On découvre Sasha Waltz à l'Arsenal, à Metz, en 1999. Elle y présente Allee der Kosmonauten (1996), BD loufoque, entre chronique prolétaire et sitcom chorégraphique, dans laquelle elle évoque la vie d'un immeuble dans la banlieue berlinoise. La suite court vite. Co-directrice de la Schaubühne de Berlin avec le metteur en scène Thomas Ostermeïer de 2000 à 2004, elle impose son inspiration éclectique.  Zweiland (1997) coupe le plateau en deux pour évoquer les deux Allemagnes (voir la vidéo) ; Na Zemlje (1998) le plonge dans la boue d'un village dévasté par des pulsions cruelles. Sa trilogie autour du corps, composée de Körper (2000), S. (2001), puis noBody (2002) (voir la vidéo), décline en trois chapitres les motifs du corps, de la sexualité et de l'immatérialité. Aux côtés de sa grande aînée Pina Bausch, de William Forsythe, basé à Francfort, Sasha Waltz, dont les spectacles sont régulièrement programmés au Théâtre de la Ville, à Paris, a imposé une danse théâtrale acérée sur des thèmes coriaces. Depuis 2004, elle est revenue à un statut de chorégraphe indépendante comme à ses débuts en 1993. Elle a investi, toujours soutenue par Jochen Sandig, son mari et dramaturge, un nouveau lieu superbe, le Radialsystem V, Space for arts ans ideas, ancienne friche industrielle convertie en lieu de productions et de spectacles, à Berlin.

Rosita Boisseau

Transcription

Présentateur
Une nouvelle version de Roméo et Juliette à l’Opéra Bastille, mi-opéra, mi-ballet, le tout sur une musique de Berlioz ; une centaine d’artistes sur scène pour une rencontre entre classique et contemporain. Abdel Mostefa, Mathias Second.
(Musique)
Journaliste
Roméo se prépare à souffrir, parce que c’est le destin que lui a choisi Shakespeare, ça ne se discute pas. Pareil pour Juliette, elle a le sourire mais sa famille n’acceptera jamais son mariage avec Roméo et ça se terminera dans le sang.
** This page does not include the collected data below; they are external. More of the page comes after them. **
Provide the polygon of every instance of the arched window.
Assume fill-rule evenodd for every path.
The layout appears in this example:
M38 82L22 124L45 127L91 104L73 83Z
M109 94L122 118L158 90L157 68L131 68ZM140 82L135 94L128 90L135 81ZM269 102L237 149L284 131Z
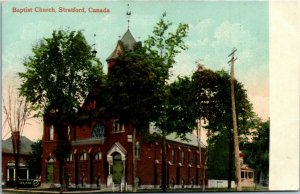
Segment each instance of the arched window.
M172 162L172 164L175 163L175 150L174 150L174 148L171 150L171 162Z
M104 138L104 126L97 123L92 131L92 138Z
M112 121L113 133L125 132L124 124L121 124L118 119Z
M79 156L79 160L86 160L86 152L82 152Z
M135 157L136 159L140 159L141 157L141 147L140 147L140 142L135 143Z
M49 130L49 140L53 140L53 139L54 139L54 126L51 125Z
M181 152L181 164L184 165L184 151Z
M73 160L73 155L72 153L70 153L67 157L66 157L66 161L67 162L71 162Z
M195 166L195 162L196 162L196 154L192 153L192 161L191 161L191 165Z
M101 160L101 152L95 154L95 160Z
M68 125L68 139L71 140L71 127Z

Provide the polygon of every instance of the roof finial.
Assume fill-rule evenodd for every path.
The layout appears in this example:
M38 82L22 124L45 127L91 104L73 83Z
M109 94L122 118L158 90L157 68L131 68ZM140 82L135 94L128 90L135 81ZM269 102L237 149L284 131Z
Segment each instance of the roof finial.
M130 7L129 7L129 4L127 4L127 12L126 12L126 15L127 15L127 22L128 22L128 30L129 30L129 23L130 23L130 16L131 16L131 11L130 11Z

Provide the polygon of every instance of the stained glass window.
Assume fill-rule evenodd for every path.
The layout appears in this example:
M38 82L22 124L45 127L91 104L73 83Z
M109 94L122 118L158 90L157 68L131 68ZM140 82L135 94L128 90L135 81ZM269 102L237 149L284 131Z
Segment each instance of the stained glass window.
M104 137L104 126L100 123L97 123L92 132L93 138L103 138Z

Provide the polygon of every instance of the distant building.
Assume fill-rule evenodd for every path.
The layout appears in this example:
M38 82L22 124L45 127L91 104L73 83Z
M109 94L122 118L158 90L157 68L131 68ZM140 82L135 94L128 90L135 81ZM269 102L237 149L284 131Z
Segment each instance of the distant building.
M132 49L134 44L136 41L128 30L108 57L108 68L118 65L116 59L120 53L124 49ZM89 110L95 107L95 102L88 101L84 106ZM48 186L60 185L59 162L55 155L58 141L56 130L45 116L41 181ZM136 156L135 181L139 187L160 187L162 151L159 140L148 140L137 132L133 150L133 127L120 123L118 119L97 118L82 125L69 125L66 130L65 134L72 146L65 159L71 187L130 187L133 154ZM150 134L155 130L150 124ZM198 142L194 134L187 134L187 139L190 141L181 141L174 134L167 137L167 182L170 187L207 185L207 169L204 168L207 148Z
M241 184L243 187L253 187L254 183L254 170L244 163L245 155L240 152L241 163Z
M26 165L26 157L31 152L33 142L25 136L19 136L19 132L15 132L15 137L20 138L20 157L19 157L19 179L29 179L29 169ZM12 137L2 140L2 184L8 181L14 181L15 176L15 160L13 154Z

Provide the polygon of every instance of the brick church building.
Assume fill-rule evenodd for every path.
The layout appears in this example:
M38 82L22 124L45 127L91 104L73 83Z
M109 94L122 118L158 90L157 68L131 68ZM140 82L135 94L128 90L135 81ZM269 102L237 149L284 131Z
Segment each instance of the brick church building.
M115 50L107 58L108 68L124 48L136 44L128 30L118 40ZM136 179L140 188L159 188L161 184L162 149L159 140L146 140L137 131L133 150L133 128L118 120L91 120L80 126L68 126L67 136L71 153L66 158L70 187L105 188L112 185L132 185L132 156L136 156ZM155 132L149 124L149 133ZM206 146L194 134L187 134L190 141L181 141L175 134L167 136L167 182L172 187L200 187L207 185L205 163ZM59 186L59 162L55 156L57 133L53 124L44 119L42 185ZM134 152L134 153L133 153ZM205 179L203 172L205 171Z

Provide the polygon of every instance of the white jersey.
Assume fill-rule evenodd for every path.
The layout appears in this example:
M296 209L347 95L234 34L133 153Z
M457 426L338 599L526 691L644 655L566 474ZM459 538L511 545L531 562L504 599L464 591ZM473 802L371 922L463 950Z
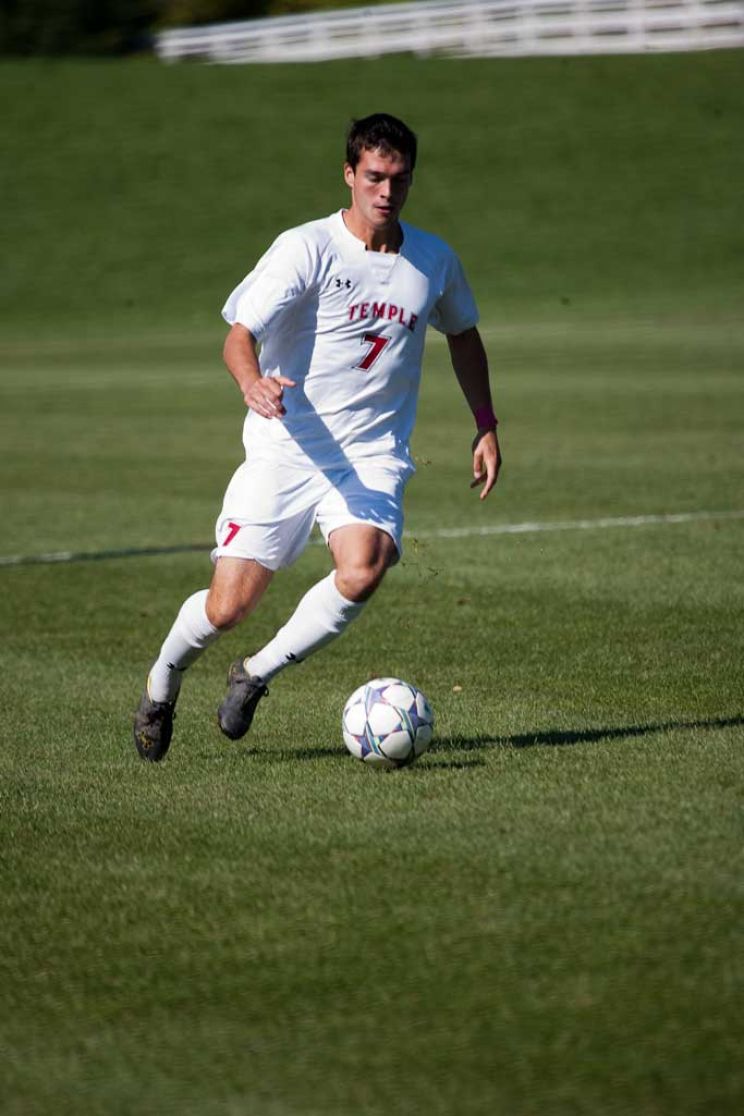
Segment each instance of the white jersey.
M287 376L281 419L249 411L250 457L320 468L375 454L409 460L427 324L474 326L457 256L401 222L400 252L369 252L342 211L283 233L222 310L261 343L264 376Z

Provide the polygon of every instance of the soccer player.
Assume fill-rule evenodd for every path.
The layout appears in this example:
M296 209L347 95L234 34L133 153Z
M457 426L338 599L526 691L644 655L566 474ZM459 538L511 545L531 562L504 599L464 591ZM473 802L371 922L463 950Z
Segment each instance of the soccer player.
M265 647L230 667L217 719L232 740L250 728L267 684L341 635L398 561L427 325L446 335L474 416L471 487L484 499L496 483L473 295L452 249L400 220L415 164L416 137L402 121L355 121L349 208L283 233L225 303L224 359L248 408L245 461L217 519L210 588L184 602L147 679L134 720L145 760L168 750L184 671L253 611L315 523L333 571Z

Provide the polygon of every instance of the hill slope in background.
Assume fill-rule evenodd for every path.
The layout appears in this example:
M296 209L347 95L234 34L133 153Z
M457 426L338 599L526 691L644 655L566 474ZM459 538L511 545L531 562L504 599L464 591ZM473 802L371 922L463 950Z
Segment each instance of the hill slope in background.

Donc, puisque tout est écrit d’avance depuis des siècles, comment faire pour raviver la flamme des spectateurs ? Et bien, on danse pour la première fois sur la partition de Berlioz, on fait monter le chœur de l’opéra sur scène avec les danseurs. Et pour diriger cette superproduction, on fait appel à une chorégraphe contemporaine audacieuse.
(Musique)
Sasha Waltz
Pendant longtemps, j’ai hésité à dire oui mais en fin de compte, c’est une proposition tellement géniale, c’est un énorme pari.
(Musique)
Journaliste
Tout ça paraît simple et limpide. Mais c’est un pari aussi pour ces danseurs étoiles, loin, très loin d’un Roméo et Juliette version classique avec pointe où l’on respecte une chorégraphie codifiée. Pour arriver à cet autre résultat-là, il a fallu se lancer dans des improvisations, à la demande de la chorégraphe.
Hervé Moreau
C’est un peu déroutant au début parce que c’est vrai qu’on n’a pas trop l’habitude, nous, en tant que danseurs classiques, d’improviser comme ça, à la demande.
(Musique)
Aurélie Dupont
Quand vous réussissez à retirer tous vos complexes, et à vous dire, ben, finalement, je m’en fous que ce soit moche ou beau ce que je fais, ben, à ce moment-là, votre impro, elle prend forme.
(Musique)
Journaliste
Au final, c’est parfois bizarre, mais beau.
(Musique)
Journaliste
C’est parfois pesant, mais beau. En fait, c’est tout sauf moche et ça rend la mort des amants de Vérone bien plus acceptable.